Of course, we still go after all the terrorist and extremist leaders we can target and find, and life has become increasingly 'nasty, brutish, and short' for this crowd. But we realize that this is just a shaping activity in support of the main effort, which is securing the Iraqi people from the terrorists, extremist militias, and insurgents who need them to survive.

Is there a strategic risk involved in this series of operations? Absolutely. Nothing in war is risk-free. We have chosen to accept and manage this risk, primarily because a low-risk option simply will not get us the operational effects that the strategic situation demands. We have to play the hand we have been dealt as intelligently as possible, so we're doing what has to be done. It still might not work, but 'it is what it is' at this point.

So much for theory. The practice, as always, has been mixed. Personally, I think we are doing reasonably well and casualties have been lower so far than I feared. Every single loss is a tragedy. But so far, thank God, the loss rate has not been too terrible: casualties are up in absolute terms, but down as a proportion of troops deployed (in the fourth quarter of 2006 we had about 100,000 troops in country and casualties averaged 90 deaths a month; now we have almost 160,000 troops in country but deaths are under 120 per month, much less than a proportionate increase, which would have been around 150 a month). And last year we patrolled rarely, mainly in vehicles, and got hit almost every time we went out. Now we patrol all the time, on foot, by day and night with Iraqi units normally present as partners, and the chances of getting hit are much lower on each patrol. We are finally coming out of the 'defensive crouch' with which we used to approach the environment, and it is starting to pay off.

It will be a long, hard summer, with much pain and loss to come, and things could still go either way. But the population-centric approach is the beginning of a process that aims to put the overall campaign onto a sustainable long-term footing. The politics of the matter then can be decisive, provided the Iraqis use the time we have bought for them to reach the essential accommodation. The Embassy and MNF-I continue to work on these issues at the highest levels but fundamentally, this is something that only Iraqis can resolve: our role is to provide an environment in which it becomes possible.

All this may change.

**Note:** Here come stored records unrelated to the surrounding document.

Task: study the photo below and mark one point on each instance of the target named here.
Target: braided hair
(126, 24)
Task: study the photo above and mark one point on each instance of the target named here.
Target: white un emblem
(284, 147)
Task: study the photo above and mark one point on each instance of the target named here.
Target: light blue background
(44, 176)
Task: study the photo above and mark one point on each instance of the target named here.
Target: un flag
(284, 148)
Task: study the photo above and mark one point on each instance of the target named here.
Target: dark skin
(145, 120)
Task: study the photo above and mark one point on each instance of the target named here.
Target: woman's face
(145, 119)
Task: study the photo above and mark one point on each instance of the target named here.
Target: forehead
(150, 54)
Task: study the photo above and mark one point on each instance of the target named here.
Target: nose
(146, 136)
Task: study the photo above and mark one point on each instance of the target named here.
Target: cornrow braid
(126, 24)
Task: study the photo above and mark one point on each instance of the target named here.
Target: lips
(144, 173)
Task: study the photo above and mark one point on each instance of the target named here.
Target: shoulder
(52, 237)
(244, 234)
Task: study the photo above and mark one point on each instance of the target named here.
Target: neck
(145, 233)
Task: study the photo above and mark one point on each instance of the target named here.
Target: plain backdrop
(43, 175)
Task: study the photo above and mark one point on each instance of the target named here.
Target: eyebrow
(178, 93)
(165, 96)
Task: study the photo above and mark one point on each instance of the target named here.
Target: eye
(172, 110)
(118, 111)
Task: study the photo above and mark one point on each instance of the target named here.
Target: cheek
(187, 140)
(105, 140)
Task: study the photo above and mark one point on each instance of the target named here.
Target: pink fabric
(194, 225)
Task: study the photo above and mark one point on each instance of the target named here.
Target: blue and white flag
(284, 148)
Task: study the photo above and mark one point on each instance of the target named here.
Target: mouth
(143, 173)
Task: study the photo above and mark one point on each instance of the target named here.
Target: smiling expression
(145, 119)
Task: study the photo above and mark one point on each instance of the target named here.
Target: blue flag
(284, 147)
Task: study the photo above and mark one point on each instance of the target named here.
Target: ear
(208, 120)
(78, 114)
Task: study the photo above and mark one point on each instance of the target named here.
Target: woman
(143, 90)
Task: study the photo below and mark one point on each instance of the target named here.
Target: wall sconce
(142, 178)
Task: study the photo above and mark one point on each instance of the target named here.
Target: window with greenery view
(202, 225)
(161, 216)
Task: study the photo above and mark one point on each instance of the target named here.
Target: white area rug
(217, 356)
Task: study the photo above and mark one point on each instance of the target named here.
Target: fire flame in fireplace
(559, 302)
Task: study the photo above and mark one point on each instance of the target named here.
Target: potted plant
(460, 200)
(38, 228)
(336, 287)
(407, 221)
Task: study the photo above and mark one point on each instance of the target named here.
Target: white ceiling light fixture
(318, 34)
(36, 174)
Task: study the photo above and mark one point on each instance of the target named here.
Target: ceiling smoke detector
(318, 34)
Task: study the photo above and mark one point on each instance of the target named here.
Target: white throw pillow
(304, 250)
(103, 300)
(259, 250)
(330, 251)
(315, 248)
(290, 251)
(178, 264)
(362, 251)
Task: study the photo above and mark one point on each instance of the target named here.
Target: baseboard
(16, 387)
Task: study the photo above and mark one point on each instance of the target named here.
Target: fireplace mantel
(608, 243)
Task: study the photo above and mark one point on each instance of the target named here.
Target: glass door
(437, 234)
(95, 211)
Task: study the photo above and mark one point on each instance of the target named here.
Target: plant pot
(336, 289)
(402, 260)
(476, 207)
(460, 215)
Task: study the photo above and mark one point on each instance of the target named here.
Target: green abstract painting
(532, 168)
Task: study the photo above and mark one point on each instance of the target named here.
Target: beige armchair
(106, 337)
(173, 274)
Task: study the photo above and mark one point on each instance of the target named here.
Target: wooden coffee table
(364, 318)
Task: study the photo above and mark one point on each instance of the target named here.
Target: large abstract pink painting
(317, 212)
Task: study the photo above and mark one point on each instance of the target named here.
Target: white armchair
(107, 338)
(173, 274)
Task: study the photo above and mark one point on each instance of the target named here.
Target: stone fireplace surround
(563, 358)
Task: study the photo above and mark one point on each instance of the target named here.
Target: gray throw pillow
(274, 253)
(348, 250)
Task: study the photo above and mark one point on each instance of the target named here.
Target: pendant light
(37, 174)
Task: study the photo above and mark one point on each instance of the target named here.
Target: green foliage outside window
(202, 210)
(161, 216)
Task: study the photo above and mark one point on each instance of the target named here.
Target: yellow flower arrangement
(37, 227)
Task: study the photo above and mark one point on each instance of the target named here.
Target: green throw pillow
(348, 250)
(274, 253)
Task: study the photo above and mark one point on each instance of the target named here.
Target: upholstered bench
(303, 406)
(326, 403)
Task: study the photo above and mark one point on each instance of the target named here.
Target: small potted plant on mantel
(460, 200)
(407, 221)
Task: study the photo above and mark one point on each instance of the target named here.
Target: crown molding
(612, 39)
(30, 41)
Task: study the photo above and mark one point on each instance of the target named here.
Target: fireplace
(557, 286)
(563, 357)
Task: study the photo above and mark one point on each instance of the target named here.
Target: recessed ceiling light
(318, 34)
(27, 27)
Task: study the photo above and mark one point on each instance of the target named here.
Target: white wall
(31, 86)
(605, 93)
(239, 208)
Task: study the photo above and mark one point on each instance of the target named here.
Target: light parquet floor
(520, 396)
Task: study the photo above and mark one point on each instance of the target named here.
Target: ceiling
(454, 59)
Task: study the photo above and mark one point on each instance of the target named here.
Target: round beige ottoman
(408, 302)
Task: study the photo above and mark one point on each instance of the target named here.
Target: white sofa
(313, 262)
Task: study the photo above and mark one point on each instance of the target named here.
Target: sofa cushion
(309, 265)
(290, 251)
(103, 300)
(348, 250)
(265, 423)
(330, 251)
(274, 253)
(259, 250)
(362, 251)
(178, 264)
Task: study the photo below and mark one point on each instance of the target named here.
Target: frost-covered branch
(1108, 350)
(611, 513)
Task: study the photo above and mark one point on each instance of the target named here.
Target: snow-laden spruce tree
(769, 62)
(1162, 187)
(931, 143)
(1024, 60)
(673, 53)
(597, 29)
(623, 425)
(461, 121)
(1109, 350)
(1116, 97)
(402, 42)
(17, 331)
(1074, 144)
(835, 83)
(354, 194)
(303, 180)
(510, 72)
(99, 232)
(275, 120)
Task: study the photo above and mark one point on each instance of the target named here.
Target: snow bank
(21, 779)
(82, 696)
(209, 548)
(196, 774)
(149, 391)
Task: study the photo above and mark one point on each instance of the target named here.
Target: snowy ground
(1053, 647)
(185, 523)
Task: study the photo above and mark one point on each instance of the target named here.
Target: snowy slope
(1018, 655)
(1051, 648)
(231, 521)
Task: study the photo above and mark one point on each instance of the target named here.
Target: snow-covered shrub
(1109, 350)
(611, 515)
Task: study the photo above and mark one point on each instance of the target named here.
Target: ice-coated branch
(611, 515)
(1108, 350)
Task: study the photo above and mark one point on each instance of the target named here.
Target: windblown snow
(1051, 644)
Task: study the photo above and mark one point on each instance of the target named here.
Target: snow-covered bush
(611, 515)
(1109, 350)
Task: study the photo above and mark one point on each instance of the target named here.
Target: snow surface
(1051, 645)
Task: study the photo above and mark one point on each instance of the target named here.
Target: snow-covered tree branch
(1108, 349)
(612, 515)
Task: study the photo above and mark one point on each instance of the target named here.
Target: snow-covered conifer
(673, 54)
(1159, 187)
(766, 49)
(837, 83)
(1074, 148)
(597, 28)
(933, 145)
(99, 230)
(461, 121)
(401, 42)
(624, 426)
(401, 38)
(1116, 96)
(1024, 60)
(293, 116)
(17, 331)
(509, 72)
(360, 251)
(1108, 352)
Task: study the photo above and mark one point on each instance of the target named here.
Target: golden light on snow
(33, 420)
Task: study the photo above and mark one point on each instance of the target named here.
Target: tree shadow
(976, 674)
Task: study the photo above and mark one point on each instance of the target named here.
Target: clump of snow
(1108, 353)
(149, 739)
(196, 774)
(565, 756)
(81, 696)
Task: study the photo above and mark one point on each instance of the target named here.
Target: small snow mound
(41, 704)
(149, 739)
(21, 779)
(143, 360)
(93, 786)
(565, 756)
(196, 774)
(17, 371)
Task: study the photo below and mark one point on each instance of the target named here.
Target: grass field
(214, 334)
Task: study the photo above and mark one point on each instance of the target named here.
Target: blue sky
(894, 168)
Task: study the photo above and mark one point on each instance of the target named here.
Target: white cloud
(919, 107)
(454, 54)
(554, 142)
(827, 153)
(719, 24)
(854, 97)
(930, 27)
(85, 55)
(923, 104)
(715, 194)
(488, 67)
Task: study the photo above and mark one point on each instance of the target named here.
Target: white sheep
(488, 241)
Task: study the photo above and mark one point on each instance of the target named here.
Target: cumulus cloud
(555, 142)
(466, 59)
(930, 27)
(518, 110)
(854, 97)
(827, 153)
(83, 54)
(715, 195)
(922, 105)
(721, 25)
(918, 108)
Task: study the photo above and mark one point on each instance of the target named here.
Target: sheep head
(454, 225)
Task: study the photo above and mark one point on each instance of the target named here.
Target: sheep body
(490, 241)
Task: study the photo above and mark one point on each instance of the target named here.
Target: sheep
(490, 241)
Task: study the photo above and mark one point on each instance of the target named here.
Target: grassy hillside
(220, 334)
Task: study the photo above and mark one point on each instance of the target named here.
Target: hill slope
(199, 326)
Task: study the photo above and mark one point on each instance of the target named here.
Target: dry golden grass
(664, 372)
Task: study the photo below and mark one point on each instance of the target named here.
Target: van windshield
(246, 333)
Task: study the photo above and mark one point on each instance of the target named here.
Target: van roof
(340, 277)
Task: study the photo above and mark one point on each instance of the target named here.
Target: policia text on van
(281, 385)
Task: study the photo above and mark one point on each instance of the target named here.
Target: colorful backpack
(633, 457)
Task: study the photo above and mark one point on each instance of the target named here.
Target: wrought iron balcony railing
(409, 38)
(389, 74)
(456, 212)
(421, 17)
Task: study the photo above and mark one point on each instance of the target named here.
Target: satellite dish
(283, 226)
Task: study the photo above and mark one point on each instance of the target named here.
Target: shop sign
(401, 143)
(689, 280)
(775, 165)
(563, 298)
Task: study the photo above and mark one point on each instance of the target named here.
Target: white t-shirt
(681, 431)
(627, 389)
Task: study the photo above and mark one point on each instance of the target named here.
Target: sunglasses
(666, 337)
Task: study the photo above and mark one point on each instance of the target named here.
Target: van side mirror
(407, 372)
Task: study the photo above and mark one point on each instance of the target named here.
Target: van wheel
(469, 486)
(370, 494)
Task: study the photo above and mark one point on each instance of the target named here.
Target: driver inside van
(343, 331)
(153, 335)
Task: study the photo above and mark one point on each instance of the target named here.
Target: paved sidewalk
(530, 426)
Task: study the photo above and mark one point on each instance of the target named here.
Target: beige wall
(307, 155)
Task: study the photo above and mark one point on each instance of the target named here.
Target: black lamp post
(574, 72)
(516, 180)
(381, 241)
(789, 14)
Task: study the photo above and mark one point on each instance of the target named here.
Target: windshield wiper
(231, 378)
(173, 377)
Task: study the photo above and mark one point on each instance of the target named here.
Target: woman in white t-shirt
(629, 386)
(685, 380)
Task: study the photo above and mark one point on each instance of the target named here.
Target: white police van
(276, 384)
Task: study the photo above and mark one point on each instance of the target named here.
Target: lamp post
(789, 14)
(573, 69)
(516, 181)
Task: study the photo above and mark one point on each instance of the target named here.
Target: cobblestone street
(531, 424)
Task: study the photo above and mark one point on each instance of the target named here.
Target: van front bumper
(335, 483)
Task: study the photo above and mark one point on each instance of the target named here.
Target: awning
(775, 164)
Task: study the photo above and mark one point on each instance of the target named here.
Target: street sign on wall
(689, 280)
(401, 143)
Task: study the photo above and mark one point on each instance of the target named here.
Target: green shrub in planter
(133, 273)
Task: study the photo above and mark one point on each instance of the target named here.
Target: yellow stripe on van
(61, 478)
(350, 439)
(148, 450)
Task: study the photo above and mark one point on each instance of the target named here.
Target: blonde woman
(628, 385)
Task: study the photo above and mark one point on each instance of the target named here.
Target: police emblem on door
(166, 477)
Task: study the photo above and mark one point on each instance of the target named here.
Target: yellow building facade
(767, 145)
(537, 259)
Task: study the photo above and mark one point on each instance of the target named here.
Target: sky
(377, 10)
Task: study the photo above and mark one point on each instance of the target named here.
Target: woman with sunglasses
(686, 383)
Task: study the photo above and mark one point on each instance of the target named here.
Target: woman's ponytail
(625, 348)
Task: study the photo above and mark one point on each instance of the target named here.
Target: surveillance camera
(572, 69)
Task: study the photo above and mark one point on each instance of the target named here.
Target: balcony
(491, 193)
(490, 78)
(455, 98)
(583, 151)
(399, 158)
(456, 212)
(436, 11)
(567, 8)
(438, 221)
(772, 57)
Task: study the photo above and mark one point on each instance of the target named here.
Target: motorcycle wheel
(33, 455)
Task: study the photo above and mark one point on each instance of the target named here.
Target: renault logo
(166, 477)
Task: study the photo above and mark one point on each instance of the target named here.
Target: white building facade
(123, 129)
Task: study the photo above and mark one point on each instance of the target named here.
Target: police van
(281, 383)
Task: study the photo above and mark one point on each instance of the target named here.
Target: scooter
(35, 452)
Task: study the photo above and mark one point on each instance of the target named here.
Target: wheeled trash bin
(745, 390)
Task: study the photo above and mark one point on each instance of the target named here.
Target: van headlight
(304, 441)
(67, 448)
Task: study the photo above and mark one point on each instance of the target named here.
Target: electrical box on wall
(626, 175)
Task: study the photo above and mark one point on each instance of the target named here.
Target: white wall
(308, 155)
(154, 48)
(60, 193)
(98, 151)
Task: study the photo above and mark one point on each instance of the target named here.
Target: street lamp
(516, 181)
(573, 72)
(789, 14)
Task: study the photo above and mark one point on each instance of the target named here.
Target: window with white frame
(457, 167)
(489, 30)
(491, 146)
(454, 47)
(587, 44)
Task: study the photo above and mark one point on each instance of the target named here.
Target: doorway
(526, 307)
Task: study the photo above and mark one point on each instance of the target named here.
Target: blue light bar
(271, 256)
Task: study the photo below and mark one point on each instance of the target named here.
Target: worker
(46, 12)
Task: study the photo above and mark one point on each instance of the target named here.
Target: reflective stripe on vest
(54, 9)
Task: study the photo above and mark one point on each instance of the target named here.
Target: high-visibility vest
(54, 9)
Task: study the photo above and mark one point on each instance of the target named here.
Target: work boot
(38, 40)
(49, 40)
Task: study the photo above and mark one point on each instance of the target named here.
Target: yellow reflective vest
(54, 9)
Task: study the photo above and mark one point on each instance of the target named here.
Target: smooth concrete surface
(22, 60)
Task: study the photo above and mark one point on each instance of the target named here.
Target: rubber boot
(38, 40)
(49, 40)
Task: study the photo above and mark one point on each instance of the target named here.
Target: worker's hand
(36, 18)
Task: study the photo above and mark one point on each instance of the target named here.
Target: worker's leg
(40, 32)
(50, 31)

These are long-term operations: the enemy will adapt and we'll have to adjust what we're doing over time. Baq’ubah, Arab Jabour and the western operations are progressing well, and additional security measures in place in Baghdad have successfully tamped down some of the spill-over of violence from other places. The relatively muted response (so far) to the second Samarra bombing is evidence of this. Time will tell, though....

Once again, none of this is intended to tell you 'what to think' or 'whether it’s working'. We’re all professional adults, and you can work that out for yourself. But this does, I hope, explain some of the thinking behind what we are doing, and it may therefore make it easier for people to come to their own judgment.

David Kilcullen is Senior Counterinsurgency Adviser, Multi-National Force—Iraq. These are his personal views only."

Thanks, David, for some powerfully thoughtful reflections and commitments in our effots in Iraq. I count myself among those who are behind you.